ANSWER: I filtered out anything that was not Male or Female since the instructions stated to do so. I also filtered out NA’s because they may interfere with some calls. I also noticed that there were two outliers so I filtered out any numbers over 90 or under 55.
Does the model seem appropriate for the data? Be sure to include discussion of the residuals.
ANSWER: Yes, the r-squared value is around .77 which is good. Males are taller than females which is normal. The p-value is also very low so with that and our r-squared we can conclude this model is appropriate.
Do the people in this sample generally seem to be happy with their heights or do their ideal heights differ? Do males and females seem to have the same attitudes regarding what is an ideal height? What group patterns do you notice? Discuss.

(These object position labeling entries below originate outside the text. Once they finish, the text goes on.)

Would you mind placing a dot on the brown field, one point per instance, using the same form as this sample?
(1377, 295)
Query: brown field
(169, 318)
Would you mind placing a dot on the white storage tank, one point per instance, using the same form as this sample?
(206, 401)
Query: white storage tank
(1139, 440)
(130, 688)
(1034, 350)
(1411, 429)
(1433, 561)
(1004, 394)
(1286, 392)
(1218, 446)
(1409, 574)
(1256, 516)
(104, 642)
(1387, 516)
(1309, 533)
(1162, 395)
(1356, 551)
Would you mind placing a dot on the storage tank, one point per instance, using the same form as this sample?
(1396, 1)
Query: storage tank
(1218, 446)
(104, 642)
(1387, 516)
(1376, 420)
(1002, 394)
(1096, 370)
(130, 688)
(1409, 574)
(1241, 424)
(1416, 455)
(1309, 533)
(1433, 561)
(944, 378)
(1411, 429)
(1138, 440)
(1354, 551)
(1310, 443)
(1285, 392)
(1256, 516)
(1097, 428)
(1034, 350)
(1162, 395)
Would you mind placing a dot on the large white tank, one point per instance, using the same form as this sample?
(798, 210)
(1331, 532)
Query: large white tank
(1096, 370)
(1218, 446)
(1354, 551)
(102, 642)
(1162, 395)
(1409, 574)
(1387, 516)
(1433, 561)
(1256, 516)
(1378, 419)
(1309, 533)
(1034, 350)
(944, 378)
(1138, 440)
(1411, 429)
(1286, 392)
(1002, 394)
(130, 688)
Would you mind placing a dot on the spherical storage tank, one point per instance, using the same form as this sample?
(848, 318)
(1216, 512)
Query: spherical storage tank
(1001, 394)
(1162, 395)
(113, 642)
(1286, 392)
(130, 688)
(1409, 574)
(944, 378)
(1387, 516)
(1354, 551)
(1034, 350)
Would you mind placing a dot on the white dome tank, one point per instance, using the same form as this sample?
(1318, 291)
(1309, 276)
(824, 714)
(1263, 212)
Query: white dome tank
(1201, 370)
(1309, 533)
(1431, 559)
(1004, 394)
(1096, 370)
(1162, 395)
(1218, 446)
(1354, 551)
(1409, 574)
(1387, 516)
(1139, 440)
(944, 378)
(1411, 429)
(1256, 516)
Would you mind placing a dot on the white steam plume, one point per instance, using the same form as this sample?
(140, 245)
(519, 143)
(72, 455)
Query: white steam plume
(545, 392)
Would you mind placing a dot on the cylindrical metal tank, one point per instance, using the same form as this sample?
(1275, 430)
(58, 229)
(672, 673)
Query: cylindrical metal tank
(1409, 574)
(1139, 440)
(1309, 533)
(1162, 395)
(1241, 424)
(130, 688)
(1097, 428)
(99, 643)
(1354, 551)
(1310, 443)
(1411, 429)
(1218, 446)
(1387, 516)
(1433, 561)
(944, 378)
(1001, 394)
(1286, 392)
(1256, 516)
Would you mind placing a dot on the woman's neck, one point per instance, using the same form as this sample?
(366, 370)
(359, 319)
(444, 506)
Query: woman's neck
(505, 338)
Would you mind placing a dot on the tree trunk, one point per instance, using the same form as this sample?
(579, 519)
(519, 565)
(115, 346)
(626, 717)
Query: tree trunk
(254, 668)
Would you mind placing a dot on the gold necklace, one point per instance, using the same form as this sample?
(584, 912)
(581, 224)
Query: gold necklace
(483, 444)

ANSWER: No, if everyone had their ideal height the model would yield a slope of 1. The model shows us that most shorter girls want to be taller by a few inches and most taller girls want to be shorter. Most shorter guys would prefer to be taller by a lot (about 6 inches) and most taller guys are pretty content with their height.